(Nov 21): Singapore’s economy expanded at a faster pace in the third quarter than earlier estimated, with the city state projecting the recovery will take hold next year.

The final reading of gross domestic product showed the economy grew an annualized 2.1% in the third quarter from the previous three months, versus a previous projection of 0.6%, the Ministry of Trade & Industry said in a report Thursday. The economy is set to expand 0.5%-2.5% next year, compared with 0.5%-1% this year, it said.

Compared with a year ago, GDP rose 0.5% in the third quarter, up from an initial estimate of 0.1%. The median forecast in a Bloomberg survey was for growth of 0.4%.

“Given the growth outlook for Singapore’s key final demand markets, and the projected recovery in the global electronics cycle in the year ahead, MTI expects growth in the Singapore economy to pick up modestly in 2020 as compared to 2019,” the ministry said.

With no clarity about whether US-China trade tensions will be resolved soon, Singapore’s trade-reliant economy is showing mixed signs, with the electronics industry experiencing a tentative rebound and exports still contracting.

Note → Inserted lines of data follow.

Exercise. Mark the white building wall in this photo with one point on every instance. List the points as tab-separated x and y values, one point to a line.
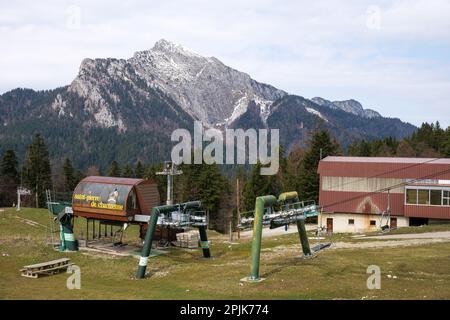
361	222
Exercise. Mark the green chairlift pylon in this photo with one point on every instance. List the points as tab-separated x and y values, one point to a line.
156	211
62	212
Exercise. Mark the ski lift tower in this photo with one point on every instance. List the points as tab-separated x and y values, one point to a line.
170	170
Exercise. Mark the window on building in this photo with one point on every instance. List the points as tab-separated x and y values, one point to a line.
423	196
411	196
446	197
436	197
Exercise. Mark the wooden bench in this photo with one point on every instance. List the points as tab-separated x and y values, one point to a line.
45	268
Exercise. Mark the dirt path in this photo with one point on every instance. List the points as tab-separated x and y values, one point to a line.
396	240
388	243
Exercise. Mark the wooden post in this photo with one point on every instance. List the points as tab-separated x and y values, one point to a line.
237	208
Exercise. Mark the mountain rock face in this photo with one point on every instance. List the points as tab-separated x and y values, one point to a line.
126	109
350	106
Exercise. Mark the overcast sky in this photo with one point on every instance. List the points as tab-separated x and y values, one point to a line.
392	56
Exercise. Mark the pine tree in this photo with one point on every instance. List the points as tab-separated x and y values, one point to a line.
9	166
114	169
37	171
321	145
139	171
70	178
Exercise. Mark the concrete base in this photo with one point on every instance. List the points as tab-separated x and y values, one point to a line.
248	279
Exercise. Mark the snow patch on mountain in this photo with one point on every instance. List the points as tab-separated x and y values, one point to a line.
317	113
350	106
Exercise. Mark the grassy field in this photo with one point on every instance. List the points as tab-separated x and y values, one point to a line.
411	272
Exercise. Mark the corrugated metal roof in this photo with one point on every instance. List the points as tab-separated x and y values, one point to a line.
387	160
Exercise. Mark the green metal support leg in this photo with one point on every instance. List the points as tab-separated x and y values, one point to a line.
303	237
204	242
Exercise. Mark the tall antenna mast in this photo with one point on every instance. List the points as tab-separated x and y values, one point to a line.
170	170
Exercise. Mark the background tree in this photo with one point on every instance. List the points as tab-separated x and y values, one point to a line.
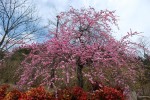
83	41
18	23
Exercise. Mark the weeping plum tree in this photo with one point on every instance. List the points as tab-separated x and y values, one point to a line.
83	39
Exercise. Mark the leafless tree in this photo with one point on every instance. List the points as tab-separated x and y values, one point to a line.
18	23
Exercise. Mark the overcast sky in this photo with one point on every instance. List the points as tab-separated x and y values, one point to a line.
133	14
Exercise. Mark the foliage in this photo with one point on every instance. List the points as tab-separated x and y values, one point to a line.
72	93
82	40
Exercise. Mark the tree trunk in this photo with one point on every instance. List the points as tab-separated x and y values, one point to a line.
80	76
52	76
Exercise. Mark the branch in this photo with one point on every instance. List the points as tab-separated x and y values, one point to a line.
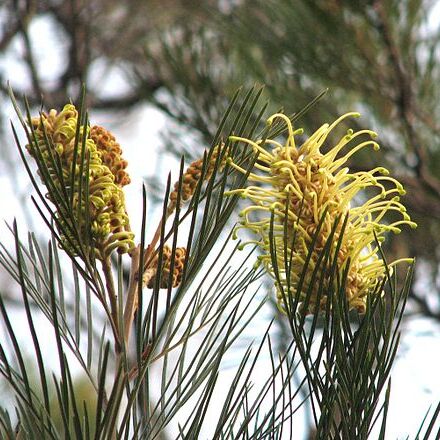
405	101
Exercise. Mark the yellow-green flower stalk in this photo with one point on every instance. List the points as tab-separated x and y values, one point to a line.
300	186
109	224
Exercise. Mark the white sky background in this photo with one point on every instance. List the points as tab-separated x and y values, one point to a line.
415	375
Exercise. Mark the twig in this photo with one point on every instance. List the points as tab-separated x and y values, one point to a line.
111	292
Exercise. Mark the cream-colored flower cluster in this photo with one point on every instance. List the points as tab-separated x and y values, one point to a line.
305	190
109	224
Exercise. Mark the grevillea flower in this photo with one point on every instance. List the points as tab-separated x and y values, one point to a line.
109	224
192	176
303	191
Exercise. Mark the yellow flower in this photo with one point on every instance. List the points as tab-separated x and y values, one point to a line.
300	187
55	136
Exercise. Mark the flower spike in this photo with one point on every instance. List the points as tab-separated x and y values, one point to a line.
53	145
304	191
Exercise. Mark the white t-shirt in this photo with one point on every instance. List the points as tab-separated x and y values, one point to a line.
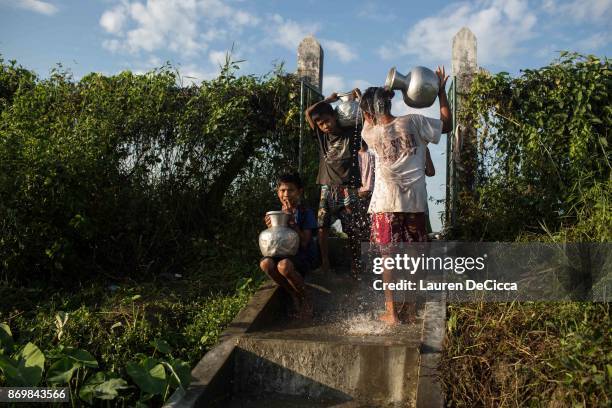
399	185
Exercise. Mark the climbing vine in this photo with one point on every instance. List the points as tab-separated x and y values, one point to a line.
543	152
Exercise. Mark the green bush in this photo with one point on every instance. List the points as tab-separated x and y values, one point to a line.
543	152
124	175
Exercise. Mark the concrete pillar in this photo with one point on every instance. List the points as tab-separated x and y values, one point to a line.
310	62
463	151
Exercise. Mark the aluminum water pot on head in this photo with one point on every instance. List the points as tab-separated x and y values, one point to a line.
419	88
347	110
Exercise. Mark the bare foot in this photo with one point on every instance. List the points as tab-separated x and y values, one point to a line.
407	312
306	312
389	318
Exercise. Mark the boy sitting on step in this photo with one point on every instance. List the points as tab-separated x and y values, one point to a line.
289	272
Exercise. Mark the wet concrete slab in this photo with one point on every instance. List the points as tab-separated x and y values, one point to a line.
343	357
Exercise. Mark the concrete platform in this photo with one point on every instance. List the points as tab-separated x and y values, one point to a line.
343	357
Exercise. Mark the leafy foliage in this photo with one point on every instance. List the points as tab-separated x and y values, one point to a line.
543	162
124	175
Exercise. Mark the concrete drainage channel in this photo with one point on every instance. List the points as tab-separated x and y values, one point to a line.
342	358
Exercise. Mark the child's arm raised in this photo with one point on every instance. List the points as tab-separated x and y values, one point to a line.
430	170
330	99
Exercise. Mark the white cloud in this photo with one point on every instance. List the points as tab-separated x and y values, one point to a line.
592	43
581	11
112	20
288	33
341	50
376	11
217	57
500	27
333	83
182	26
37	6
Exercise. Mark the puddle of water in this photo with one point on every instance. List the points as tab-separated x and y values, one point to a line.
365	324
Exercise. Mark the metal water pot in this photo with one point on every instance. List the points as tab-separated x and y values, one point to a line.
279	239
419	88
347	110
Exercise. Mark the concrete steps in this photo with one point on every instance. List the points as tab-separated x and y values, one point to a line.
344	357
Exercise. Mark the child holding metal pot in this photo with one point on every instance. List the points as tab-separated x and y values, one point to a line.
339	177
289	271
399	199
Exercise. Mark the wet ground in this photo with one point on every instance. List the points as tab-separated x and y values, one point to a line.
343	357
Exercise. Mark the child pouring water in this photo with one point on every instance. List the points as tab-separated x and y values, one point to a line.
398	203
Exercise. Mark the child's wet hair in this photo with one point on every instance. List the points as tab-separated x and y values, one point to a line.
376	101
321	109
293	178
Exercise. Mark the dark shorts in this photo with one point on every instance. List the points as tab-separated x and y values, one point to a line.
299	264
391	228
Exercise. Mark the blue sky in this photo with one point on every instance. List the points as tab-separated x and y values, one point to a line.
361	39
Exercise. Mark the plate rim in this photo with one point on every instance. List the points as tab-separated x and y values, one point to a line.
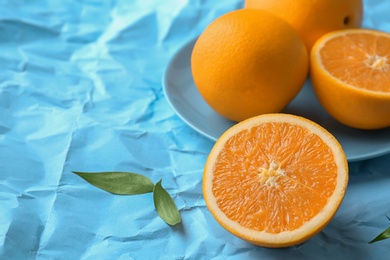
350	158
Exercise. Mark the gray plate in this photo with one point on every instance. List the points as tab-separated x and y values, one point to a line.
183	96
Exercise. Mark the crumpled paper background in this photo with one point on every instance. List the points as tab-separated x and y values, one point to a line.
80	89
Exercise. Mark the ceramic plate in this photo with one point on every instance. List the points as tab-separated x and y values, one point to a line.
183	96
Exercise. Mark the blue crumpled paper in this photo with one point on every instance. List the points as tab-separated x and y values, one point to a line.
80	89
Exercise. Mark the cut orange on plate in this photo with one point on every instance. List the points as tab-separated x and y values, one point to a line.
275	180
350	72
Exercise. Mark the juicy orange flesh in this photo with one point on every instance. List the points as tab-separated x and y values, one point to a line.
274	177
359	59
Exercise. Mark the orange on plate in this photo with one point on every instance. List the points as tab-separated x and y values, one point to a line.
350	72
249	62
275	180
312	19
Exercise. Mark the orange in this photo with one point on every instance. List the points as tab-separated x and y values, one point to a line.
275	180
249	62
350	73
312	19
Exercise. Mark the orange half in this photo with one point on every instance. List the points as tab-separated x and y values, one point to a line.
275	180
350	72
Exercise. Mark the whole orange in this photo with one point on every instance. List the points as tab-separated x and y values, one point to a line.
249	62
312	19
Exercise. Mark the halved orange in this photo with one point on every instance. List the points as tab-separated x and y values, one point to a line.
350	72
275	180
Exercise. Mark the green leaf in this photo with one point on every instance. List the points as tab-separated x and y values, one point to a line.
165	206
122	183
384	235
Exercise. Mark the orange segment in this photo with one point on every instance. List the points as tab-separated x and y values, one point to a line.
275	180
350	72
368	67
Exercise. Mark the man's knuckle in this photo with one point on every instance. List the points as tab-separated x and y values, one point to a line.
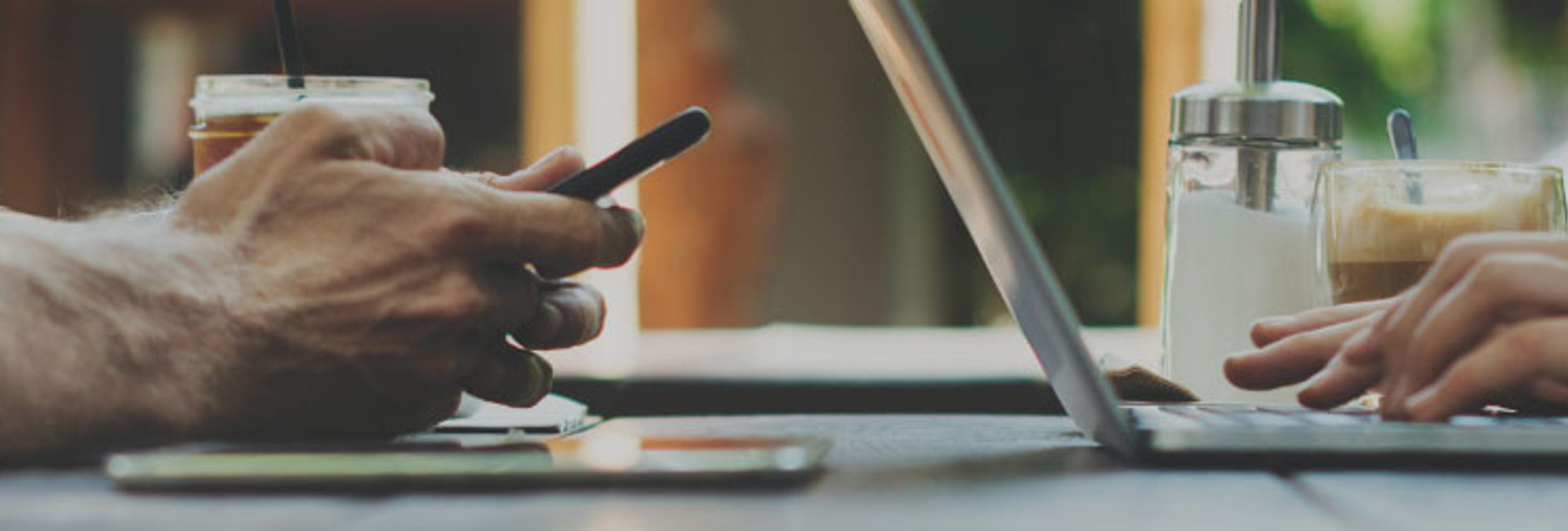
457	227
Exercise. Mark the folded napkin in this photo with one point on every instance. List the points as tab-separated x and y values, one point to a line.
1137	382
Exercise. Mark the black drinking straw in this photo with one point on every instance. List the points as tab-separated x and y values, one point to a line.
289	44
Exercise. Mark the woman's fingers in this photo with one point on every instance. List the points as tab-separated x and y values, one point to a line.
1272	329
1498	288
1294	358
1508	360
1392	334
1341	382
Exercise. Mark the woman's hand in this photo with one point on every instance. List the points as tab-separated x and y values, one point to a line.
1489	323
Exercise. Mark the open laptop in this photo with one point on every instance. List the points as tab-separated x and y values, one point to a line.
1192	435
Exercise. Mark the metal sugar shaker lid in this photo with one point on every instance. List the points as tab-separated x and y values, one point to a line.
1258	105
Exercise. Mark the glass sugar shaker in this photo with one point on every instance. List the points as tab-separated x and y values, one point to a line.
1241	165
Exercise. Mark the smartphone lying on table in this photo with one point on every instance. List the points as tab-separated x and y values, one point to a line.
591	459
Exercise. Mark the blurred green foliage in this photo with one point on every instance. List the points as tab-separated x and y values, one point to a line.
1054	90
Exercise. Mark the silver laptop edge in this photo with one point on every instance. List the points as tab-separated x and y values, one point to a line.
1018	266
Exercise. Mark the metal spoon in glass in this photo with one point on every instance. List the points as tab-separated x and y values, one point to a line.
1404	138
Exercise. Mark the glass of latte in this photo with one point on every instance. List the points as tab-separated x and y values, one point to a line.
1380	225
234	109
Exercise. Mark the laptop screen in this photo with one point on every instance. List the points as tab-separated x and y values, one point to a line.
995	221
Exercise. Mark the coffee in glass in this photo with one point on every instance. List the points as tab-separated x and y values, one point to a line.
234	109
1383	223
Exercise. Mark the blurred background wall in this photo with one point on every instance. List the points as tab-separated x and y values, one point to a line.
814	201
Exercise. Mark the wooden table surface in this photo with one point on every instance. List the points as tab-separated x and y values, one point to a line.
884	472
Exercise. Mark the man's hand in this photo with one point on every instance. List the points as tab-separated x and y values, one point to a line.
327	281
378	285
1487	324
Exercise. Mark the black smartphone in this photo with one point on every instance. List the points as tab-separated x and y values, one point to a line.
639	157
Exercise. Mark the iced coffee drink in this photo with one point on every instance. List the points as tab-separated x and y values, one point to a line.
1383	223
234	109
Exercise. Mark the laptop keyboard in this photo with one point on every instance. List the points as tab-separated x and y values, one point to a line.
1300	417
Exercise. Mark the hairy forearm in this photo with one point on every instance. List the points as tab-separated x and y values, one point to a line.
109	332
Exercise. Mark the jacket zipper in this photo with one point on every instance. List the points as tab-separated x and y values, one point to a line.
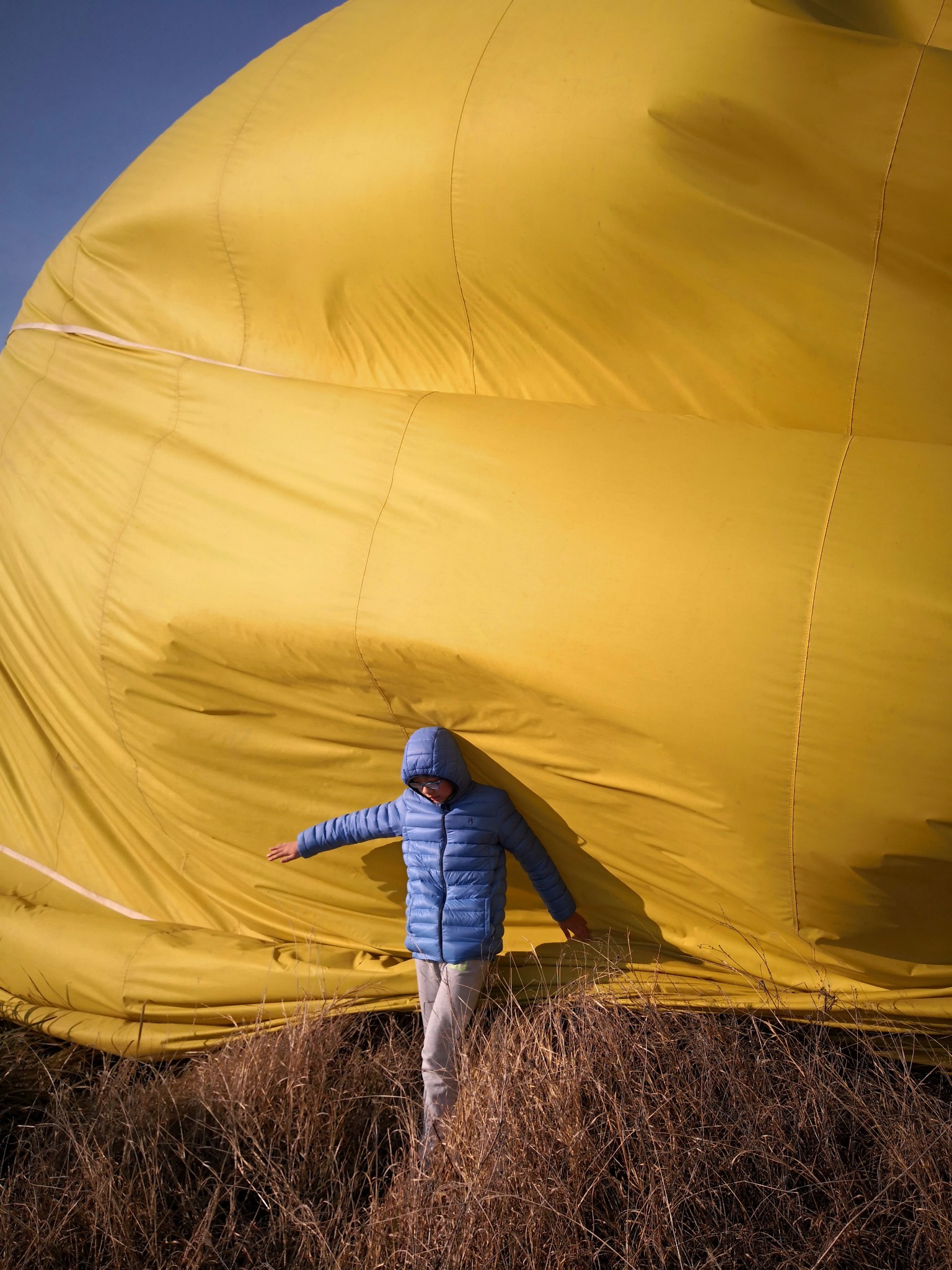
442	881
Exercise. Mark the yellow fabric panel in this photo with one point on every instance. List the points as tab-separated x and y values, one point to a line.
606	422
874	878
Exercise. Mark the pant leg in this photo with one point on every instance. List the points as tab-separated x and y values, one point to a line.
456	1000
428	986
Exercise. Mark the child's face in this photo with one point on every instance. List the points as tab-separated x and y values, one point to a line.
433	788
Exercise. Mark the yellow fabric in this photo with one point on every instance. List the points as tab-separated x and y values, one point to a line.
610	427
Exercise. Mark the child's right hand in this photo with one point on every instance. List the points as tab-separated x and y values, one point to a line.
284	853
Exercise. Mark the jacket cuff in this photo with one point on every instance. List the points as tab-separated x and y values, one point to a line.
306	848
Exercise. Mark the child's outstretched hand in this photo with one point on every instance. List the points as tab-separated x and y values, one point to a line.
575	928
284	853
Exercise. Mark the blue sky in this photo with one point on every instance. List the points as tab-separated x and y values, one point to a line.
87	84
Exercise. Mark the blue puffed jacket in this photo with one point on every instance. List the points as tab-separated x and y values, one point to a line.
455	854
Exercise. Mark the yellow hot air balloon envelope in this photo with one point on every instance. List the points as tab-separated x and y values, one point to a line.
571	375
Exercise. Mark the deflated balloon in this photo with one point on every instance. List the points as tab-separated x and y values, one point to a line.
571	376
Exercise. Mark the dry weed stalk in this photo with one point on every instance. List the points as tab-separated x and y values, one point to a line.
588	1135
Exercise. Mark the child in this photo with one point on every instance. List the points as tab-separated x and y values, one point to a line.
455	835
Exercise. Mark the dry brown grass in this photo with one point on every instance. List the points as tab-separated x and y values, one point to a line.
588	1135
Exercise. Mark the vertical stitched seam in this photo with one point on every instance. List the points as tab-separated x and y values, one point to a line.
108	582
31	390
367	562
452	175
244	123
878	236
795	908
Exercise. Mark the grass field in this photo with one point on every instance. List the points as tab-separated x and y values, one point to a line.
588	1135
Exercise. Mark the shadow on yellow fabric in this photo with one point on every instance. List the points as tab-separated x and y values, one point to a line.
574	376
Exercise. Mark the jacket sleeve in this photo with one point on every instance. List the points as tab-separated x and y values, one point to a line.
518	837
374	822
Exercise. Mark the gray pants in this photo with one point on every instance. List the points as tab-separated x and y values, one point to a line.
448	996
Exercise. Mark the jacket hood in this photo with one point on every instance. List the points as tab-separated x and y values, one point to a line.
434	752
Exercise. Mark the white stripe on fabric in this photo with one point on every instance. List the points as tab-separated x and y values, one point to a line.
106	338
75	886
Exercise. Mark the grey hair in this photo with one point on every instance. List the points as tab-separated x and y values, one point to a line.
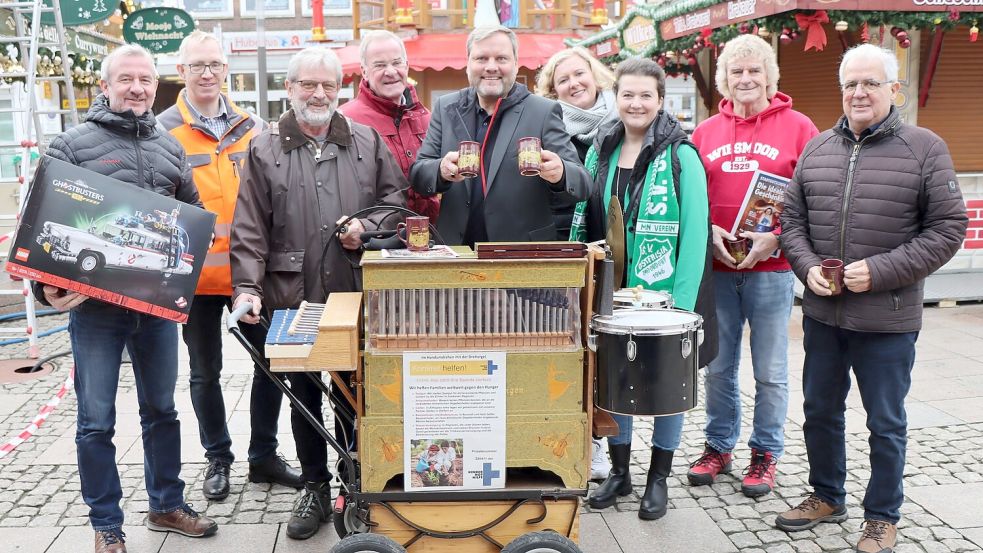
125	51
868	51
378	34
198	37
747	46
481	33
314	55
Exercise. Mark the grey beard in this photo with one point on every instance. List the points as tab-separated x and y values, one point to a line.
313	119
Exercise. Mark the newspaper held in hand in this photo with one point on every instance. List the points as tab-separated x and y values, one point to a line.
763	204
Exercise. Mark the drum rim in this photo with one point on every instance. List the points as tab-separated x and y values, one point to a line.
600	324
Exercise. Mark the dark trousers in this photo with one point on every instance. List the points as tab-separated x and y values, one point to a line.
881	364
203	336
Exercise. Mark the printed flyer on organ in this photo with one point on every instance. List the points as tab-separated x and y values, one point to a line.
454	420
110	240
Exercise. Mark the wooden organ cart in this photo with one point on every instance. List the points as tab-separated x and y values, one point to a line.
534	310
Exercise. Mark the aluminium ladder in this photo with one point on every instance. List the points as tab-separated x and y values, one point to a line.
28	40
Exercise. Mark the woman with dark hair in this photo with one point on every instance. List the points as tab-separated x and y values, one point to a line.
645	162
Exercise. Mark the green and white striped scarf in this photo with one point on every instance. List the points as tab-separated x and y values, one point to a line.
651	247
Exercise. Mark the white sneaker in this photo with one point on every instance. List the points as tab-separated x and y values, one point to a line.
599	464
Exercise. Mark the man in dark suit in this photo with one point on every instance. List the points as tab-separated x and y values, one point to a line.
499	204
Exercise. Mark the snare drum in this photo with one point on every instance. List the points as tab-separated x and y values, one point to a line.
631	298
647	360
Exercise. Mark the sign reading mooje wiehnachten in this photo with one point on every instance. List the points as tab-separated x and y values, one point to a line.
159	30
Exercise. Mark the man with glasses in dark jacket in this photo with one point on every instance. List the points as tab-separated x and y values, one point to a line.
881	196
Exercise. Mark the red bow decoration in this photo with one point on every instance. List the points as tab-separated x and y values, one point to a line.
813	26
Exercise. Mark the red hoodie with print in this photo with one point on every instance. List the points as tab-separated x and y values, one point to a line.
733	147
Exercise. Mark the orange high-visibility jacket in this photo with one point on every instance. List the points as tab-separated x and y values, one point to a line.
216	163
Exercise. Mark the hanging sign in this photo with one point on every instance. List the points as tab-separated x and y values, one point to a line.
639	35
80	12
159	30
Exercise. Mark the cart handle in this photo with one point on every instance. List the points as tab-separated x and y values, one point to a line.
237	314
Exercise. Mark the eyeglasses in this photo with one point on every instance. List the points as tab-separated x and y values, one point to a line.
869	85
199	68
311	86
383	65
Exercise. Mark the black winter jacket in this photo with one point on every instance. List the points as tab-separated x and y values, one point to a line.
893	199
127	148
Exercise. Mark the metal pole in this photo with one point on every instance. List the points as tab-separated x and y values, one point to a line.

See: Singapore exports retreat for eighth straight month, miss estimates with 12.3% drop in October

In a separate report Thursday, Enterprise Singapore sees non-oil export growth of 0%-2% in 2020, compared with a contraction of 9.5% to 10% this year.

“Prospects for 2020 tilt toward stabilization,” said Selena Ling, an economist at Oversea-Chinese Banking Corp in Singapore. OCBC sees growth of 1%-2% in 2020, with non-oil exports likely to recover “if there is no further escalation of US-China trade tensions in the form of fresh tariffs/hikes,” she said.

See: Economists see light at the end of the tunnel as Singapore exports extend slump

Singapore’s currency was little changed at 1.3626 per US dollar in early Asian trading Thursday.

The central bank, which eased monetary policy for the first time since 2016, said last month it expects a turnaround in the economy toward year’s end, with a modest improvement next year alongside stable global prospects.

Edward Robinson, chief economist of the Monetary Authority of Singapore, told reporters Thursday that policy is “assessed to remain appropriate at this point in time” and the “policy stance then will depend on how the economy evolves.”

The MTI said there were “signs of stabilisation in the global economy even though global growth remains weak.” World growth is projected to see a “modest pickup” in 2020 led by emerging markets, while growth in Singapore’s main markets of the US and China will likely ease, it said.

Manufacturing rebounded from a recession to grow an annualized 7.6% in the third quarter from the previous three months. Services rose 0.4%, while construction contracted 0.1%.